It was typical of Kelechi Iheanacho’s selflessness that, after leaving Manchester City, he took time to record a heartfelt message of thanks to the fans and everyone who worked at the club.
After two years at the Etihad Stadium, Iheanacho left as a popular figure who made a mark with his humility and modesty as well as his impact on the pitch.
In an emotional two-minute video after leaving, he thanked everyone from former City boss Manuel Pellegrini, who had handed him his debut, to the cleaners and clerical staff at the Etihad Campus.
No one was missed, although Pep Guardiola might have counted himself lucky to get a mention after he froze the striker out in the pair’s only season together, before his switch to Leicester.
In the 2016-17 campaign as City’s title challenge drifted away, Iheanacho was on the periphery – starting just one Premier League match after the turn of the year and playing a total of 156 minutes in all competitions.
It was a disappointing end to a City career had started with such promise but he is finally starting to fully blossom at the King Power Stadium ahead of the two sides' meeting on Saturday.
Iheanacho has seven goals in his last four appearances and the 24-year-old is primed to show his former employers just how good he could be.
“The quality was there, he was a young player, Gabriel [Jesus] and Sergio [Aguero] meant we did not have much space,” Guardiola said of Iheanacho.
“He’s a fantastic person and I’m delighted it’s going well.

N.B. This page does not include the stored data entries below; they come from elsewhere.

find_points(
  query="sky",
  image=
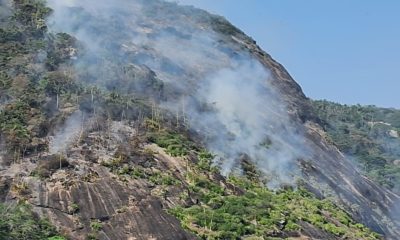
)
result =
(339, 50)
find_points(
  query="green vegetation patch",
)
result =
(262, 212)
(19, 223)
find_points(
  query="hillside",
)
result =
(149, 120)
(367, 134)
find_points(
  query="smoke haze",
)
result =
(224, 93)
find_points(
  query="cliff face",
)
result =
(134, 68)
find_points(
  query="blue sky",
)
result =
(340, 50)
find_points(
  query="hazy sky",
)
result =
(340, 50)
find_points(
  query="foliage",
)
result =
(261, 212)
(363, 132)
(96, 225)
(174, 144)
(19, 223)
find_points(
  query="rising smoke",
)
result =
(224, 93)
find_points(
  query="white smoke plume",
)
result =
(67, 134)
(227, 94)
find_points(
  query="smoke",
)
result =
(68, 134)
(224, 94)
(5, 11)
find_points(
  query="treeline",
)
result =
(368, 134)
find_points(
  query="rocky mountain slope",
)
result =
(149, 120)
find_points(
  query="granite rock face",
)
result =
(76, 190)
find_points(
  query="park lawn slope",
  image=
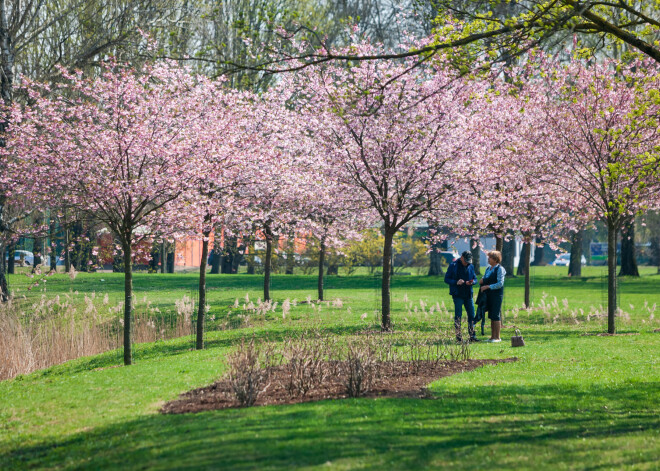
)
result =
(571, 401)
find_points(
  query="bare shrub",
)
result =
(307, 361)
(247, 375)
(360, 366)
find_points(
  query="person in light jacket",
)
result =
(460, 277)
(493, 284)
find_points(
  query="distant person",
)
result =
(460, 277)
(493, 284)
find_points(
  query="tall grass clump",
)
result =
(40, 334)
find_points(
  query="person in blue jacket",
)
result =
(460, 277)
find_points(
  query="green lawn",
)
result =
(571, 402)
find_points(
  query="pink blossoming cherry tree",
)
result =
(121, 146)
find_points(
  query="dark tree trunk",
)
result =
(38, 249)
(435, 258)
(216, 257)
(611, 277)
(155, 257)
(53, 245)
(527, 257)
(655, 251)
(67, 252)
(163, 257)
(128, 302)
(268, 262)
(435, 267)
(386, 322)
(522, 267)
(4, 288)
(575, 263)
(475, 249)
(6, 93)
(170, 258)
(228, 255)
(11, 259)
(290, 255)
(321, 268)
(628, 255)
(199, 344)
(539, 253)
(250, 260)
(333, 269)
(508, 256)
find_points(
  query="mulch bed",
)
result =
(605, 334)
(395, 379)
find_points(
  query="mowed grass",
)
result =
(573, 401)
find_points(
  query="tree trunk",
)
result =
(228, 254)
(67, 254)
(215, 260)
(128, 302)
(508, 256)
(522, 267)
(527, 257)
(386, 322)
(11, 259)
(475, 249)
(539, 253)
(199, 345)
(290, 255)
(171, 255)
(6, 93)
(37, 249)
(499, 243)
(53, 246)
(268, 262)
(575, 263)
(611, 278)
(628, 255)
(655, 251)
(250, 259)
(321, 267)
(4, 288)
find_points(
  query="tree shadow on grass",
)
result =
(517, 426)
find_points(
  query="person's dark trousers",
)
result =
(458, 313)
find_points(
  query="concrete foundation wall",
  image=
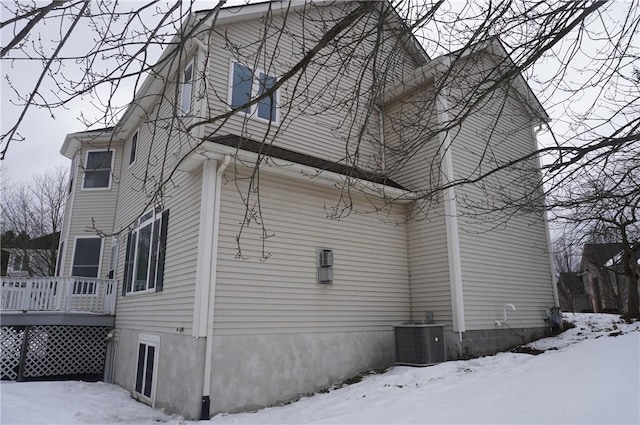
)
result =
(253, 371)
(180, 370)
(489, 341)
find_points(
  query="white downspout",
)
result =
(383, 150)
(545, 220)
(451, 219)
(213, 265)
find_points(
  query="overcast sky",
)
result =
(45, 131)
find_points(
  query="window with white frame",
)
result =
(247, 84)
(86, 257)
(144, 260)
(113, 258)
(72, 174)
(60, 255)
(186, 80)
(134, 147)
(146, 369)
(97, 173)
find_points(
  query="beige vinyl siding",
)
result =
(172, 308)
(281, 295)
(320, 113)
(504, 259)
(413, 160)
(93, 210)
(429, 265)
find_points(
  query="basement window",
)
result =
(325, 266)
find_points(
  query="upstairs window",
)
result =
(72, 174)
(187, 85)
(144, 260)
(134, 148)
(86, 257)
(246, 85)
(97, 173)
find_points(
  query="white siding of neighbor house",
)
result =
(281, 295)
(321, 103)
(503, 261)
(93, 210)
(172, 308)
(419, 169)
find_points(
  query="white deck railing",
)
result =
(63, 294)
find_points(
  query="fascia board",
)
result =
(73, 141)
(212, 150)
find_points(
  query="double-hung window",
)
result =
(86, 257)
(97, 173)
(144, 260)
(248, 84)
(134, 147)
(186, 80)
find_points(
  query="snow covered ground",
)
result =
(587, 375)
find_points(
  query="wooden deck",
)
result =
(57, 300)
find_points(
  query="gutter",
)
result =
(212, 150)
(213, 265)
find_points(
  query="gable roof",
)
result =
(572, 282)
(599, 254)
(428, 73)
(242, 12)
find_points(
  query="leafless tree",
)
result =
(580, 57)
(32, 214)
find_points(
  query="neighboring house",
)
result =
(216, 316)
(33, 258)
(603, 277)
(573, 297)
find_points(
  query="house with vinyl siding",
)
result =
(283, 246)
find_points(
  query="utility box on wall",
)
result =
(420, 344)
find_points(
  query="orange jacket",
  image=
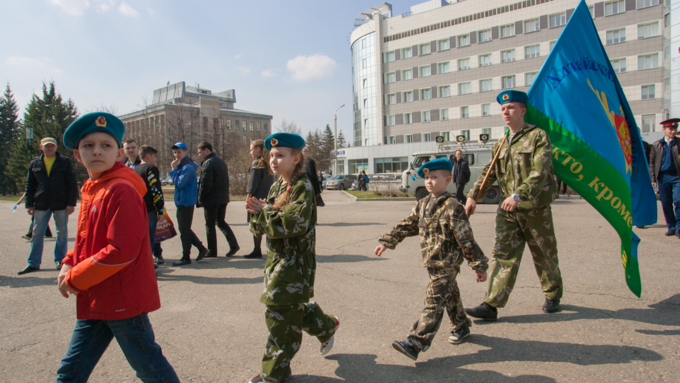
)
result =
(113, 270)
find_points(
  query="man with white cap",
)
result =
(51, 189)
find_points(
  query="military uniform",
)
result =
(445, 239)
(524, 167)
(289, 276)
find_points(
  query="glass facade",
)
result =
(367, 123)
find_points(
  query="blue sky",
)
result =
(287, 59)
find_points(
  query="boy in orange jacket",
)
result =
(110, 269)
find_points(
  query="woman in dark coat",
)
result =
(260, 180)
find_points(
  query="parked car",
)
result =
(340, 182)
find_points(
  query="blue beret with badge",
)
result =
(512, 96)
(93, 122)
(282, 139)
(437, 164)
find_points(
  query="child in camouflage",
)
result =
(288, 219)
(445, 239)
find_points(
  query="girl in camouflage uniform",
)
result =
(288, 219)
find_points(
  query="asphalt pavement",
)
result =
(211, 324)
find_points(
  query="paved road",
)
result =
(211, 324)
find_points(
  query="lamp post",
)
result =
(335, 138)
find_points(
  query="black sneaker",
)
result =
(407, 348)
(459, 335)
(551, 305)
(483, 311)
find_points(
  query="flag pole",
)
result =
(491, 167)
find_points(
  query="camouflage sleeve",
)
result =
(408, 227)
(462, 231)
(474, 192)
(292, 220)
(541, 169)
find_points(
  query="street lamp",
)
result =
(335, 132)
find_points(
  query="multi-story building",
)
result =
(436, 70)
(193, 114)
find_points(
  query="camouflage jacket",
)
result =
(291, 240)
(445, 234)
(525, 168)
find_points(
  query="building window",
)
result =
(648, 30)
(508, 81)
(485, 60)
(648, 61)
(532, 25)
(646, 3)
(616, 36)
(486, 85)
(507, 30)
(619, 65)
(648, 122)
(529, 78)
(614, 7)
(532, 51)
(508, 56)
(485, 35)
(486, 109)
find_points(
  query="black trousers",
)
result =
(214, 215)
(185, 216)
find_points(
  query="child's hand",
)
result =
(380, 249)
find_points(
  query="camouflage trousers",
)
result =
(285, 324)
(442, 294)
(514, 230)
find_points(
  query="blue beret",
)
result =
(512, 96)
(290, 140)
(93, 122)
(437, 164)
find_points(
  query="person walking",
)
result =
(260, 181)
(51, 190)
(527, 183)
(664, 168)
(183, 176)
(213, 196)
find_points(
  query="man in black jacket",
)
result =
(51, 189)
(213, 196)
(461, 175)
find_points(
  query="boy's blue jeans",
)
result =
(134, 335)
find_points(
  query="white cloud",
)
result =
(311, 67)
(127, 10)
(72, 7)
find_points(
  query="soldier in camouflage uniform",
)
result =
(524, 172)
(445, 239)
(290, 270)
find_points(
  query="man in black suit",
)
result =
(461, 175)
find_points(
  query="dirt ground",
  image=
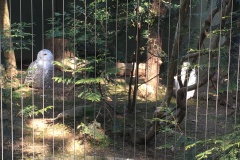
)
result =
(28, 136)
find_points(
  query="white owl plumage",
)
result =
(40, 71)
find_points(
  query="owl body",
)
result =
(40, 71)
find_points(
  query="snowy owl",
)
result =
(40, 70)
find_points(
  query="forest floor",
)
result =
(101, 131)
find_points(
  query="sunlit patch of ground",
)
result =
(46, 140)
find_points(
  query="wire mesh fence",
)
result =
(119, 79)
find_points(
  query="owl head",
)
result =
(45, 55)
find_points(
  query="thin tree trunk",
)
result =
(9, 56)
(153, 130)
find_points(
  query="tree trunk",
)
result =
(159, 113)
(5, 26)
(153, 63)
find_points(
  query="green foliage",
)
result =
(29, 111)
(224, 147)
(94, 133)
(17, 35)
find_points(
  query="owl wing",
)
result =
(31, 72)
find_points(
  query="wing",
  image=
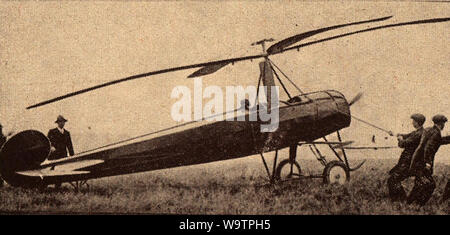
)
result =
(62, 169)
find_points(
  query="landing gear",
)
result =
(336, 172)
(287, 170)
(78, 185)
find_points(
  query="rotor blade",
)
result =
(355, 99)
(279, 46)
(208, 70)
(371, 147)
(427, 21)
(212, 63)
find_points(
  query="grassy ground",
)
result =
(231, 187)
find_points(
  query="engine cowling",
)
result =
(24, 151)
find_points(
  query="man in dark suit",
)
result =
(446, 195)
(60, 140)
(2, 141)
(423, 160)
(400, 172)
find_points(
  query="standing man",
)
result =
(446, 196)
(60, 140)
(400, 172)
(423, 160)
(2, 141)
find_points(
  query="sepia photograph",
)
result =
(225, 108)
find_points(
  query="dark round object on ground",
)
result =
(24, 151)
(284, 172)
(336, 172)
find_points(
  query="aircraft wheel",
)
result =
(286, 170)
(336, 172)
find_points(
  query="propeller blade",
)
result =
(279, 46)
(427, 21)
(207, 64)
(355, 99)
(208, 70)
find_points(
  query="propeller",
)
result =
(280, 47)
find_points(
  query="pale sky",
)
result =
(52, 48)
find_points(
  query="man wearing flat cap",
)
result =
(400, 172)
(60, 140)
(423, 160)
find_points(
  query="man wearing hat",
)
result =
(2, 141)
(60, 140)
(446, 195)
(422, 162)
(400, 172)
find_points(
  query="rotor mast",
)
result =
(263, 44)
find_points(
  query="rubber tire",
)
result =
(331, 165)
(281, 165)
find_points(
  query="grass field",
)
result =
(230, 187)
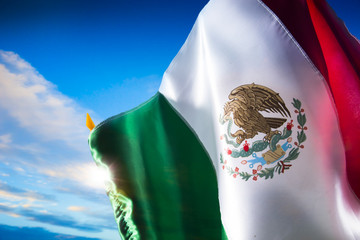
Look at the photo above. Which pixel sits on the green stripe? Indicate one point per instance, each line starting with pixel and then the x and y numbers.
pixel 165 184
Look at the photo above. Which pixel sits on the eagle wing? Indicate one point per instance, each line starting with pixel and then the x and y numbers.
pixel 260 98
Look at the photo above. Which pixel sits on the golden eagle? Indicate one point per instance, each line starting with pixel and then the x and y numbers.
pixel 245 104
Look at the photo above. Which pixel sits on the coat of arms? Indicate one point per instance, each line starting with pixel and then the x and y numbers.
pixel 274 153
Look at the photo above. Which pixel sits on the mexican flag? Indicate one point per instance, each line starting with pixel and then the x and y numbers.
pixel 252 135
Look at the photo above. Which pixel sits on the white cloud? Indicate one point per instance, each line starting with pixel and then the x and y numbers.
pixel 37 105
pixel 85 174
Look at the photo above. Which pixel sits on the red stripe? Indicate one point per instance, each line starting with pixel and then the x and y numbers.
pixel 336 53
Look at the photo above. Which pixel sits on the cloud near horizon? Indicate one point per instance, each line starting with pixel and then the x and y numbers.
pixel 36 104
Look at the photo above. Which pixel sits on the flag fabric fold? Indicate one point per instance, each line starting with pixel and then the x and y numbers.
pixel 252 134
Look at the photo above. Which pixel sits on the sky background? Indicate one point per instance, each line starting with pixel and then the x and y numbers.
pixel 60 59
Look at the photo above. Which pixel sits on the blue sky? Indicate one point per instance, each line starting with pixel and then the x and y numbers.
pixel 58 60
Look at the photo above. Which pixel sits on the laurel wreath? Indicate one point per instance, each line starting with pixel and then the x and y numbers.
pixel 257 146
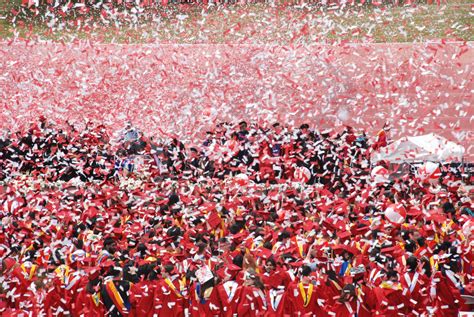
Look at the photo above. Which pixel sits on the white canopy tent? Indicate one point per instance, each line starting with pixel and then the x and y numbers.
pixel 429 147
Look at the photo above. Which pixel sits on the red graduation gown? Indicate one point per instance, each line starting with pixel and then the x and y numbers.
pixel 305 303
pixel 89 305
pixel 278 304
pixel 143 299
pixel 210 306
pixel 253 302
pixel 173 302
pixel 230 296
pixel 391 302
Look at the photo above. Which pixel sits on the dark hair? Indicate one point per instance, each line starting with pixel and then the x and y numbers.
pixel 410 246
pixel 305 270
pixel 238 260
pixel 412 263
pixel 392 273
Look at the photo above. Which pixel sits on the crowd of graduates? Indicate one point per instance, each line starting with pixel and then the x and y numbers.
pixel 255 220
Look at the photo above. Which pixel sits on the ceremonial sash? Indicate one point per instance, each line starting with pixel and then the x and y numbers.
pixel 344 268
pixel 116 298
pixel 171 286
pixel 96 299
pixel 306 296
pixel 32 271
pixel 275 299
pixel 350 310
pixel 411 283
pixel 230 289
pixel 393 286
pixel 336 285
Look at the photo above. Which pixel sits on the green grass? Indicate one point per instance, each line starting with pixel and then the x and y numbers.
pixel 254 23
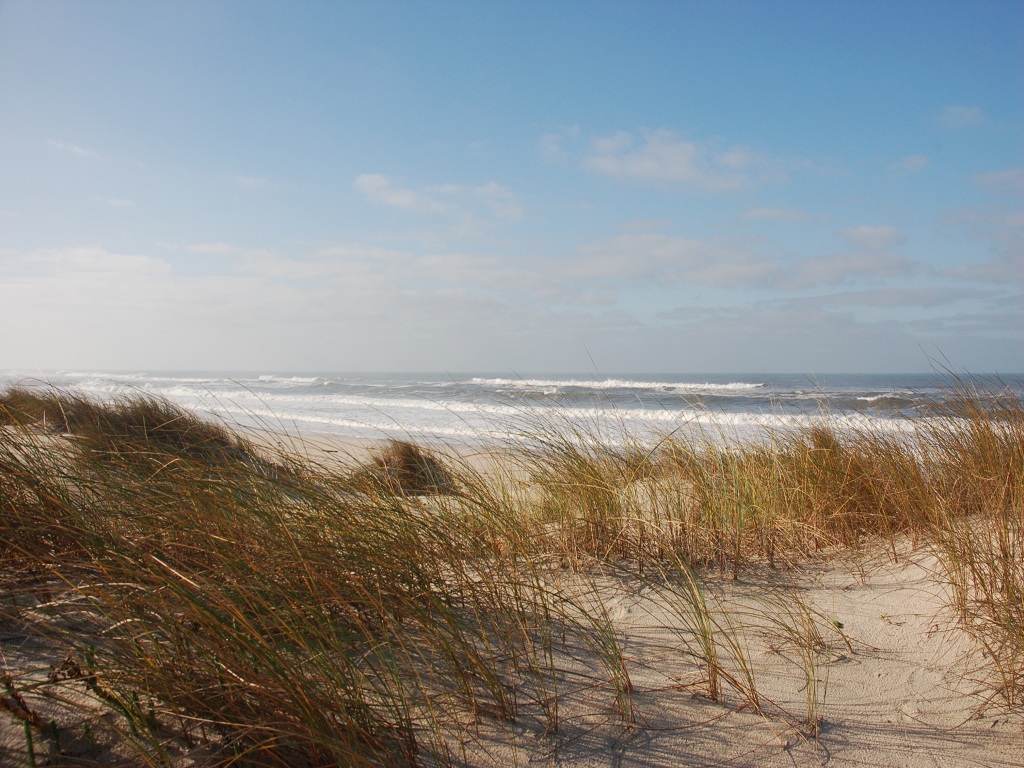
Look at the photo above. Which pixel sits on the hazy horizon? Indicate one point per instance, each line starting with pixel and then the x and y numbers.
pixel 545 187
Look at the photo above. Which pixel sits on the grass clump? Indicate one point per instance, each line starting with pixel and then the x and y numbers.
pixel 196 595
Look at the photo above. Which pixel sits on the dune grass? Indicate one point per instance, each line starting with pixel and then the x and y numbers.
pixel 196 594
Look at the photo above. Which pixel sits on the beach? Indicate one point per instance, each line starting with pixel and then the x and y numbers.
pixel 556 600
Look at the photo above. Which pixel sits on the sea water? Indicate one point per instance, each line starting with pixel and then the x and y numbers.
pixel 475 407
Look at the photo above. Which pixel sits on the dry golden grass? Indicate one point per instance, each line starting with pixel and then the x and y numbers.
pixel 195 594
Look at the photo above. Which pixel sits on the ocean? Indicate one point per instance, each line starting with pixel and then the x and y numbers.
pixel 482 407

He’s playing and he links really well, good in behind, he has the right tempo and is so clear in front of the goal.”Getty Images
The teenager had chosen City ahead of Arsenal and Porto when he arrived in 2015 after helping Nigeria to the Under-17 World Cup where he won the Golden Ball winner as the best player.
He quickly showed his quality in the U18s, scoring a brilliant individual goal against Manchester United and a close-range strike in the FA Youth Cup final at Chelsea.
Elevated to the first team, Iheanacho made an instant impact. After being used an injury-time substitute on his debut in a comfortable win at Watford in August 2015, he was an 89th-minute introduction a fortnight later at Crystal Palace and snapped up a late chance to snatch a dramatic 1-0 victory.
Mentored by Yaya Toure, excitement about his potential grew, particularly after a brilliantly taken hat-trick at Aston Villa in the FA Cup three months later.
Averaging a goal every 96 minutes in the Premier League, at one stage it was the best of any player with 10 or more in the league's history.
And with the announcement of Guardiola’s appointment shortly after, there was an increased expectancy about how good he could become with the former Barcelona and Bayern Munich coach’s huge reputation for developing youth players.
However, the Catalan never seemed wholly convinced of Iheanacho’s potential.
The Nigerian missed the Olympics in the summer of 2016 to push his claim to be involved with the first team and scored an important goal in a derby victory at Old Trafford.
But praise from his manager was hardly glowing with Guardiola saying he played him only because he was the sole striker available with Aguero suspended.
Opportunities became even fewer when Jesus arrived in January and the difference between what Guardiola wanted from his strikers and what he was getting became clearer.
The Brazilian delivered the hard work, high pressing and team ethic which had been missing and which are the reasons he remains such a key part of Guardiola’s plans today.
Iheanacho couldn’t match the dynamism of Jesus, nor could he promise the guarantee of goals that came from Aguero.
Despite leading the line as a centre forward, he had actually arrived at the club more as a second striker and found it difficult to play the role alone.
“You need to do more. You need to help the team do more,” Iheanacho revealed of Guardiola’s demands of him at the time. “You need to press high, help your team-mates back and covering. And of course score goals.
“We have lots of quality players so you need to keep up. Everyone is doing great and bringing their best. You need to be on the same level, be at your best and help win the things that we need.”
With chances infrequent, it became inevitable that he would leave at the end of the season with Leicester beating West Ham to his signing for £25 million ($35m) – not a bad return for a player that cost City £250,000 from Taye Academy in Owerri.
That was more than three years ago and it has taken until now for Brendan Rodgers to finally unlock his huge potential.
Confidence had dropped after his short time under Guardiola and took another slump when he struggled in his early days at Leicester.
But Rodgers has identified that he needs players around him. Playing alongside Jamie Vardy has brought out his qualities with Iheanacho outscoring the former England international in recent weeks.
His double in the FA Cup win over Man United before the international break was followed by another humble interview, this time signed off with an off-screen yelp of delight.
City’s defence is the meanest in the Premier League, but they will face a big test to keep their former player quiet during or even after Saturday’s clash.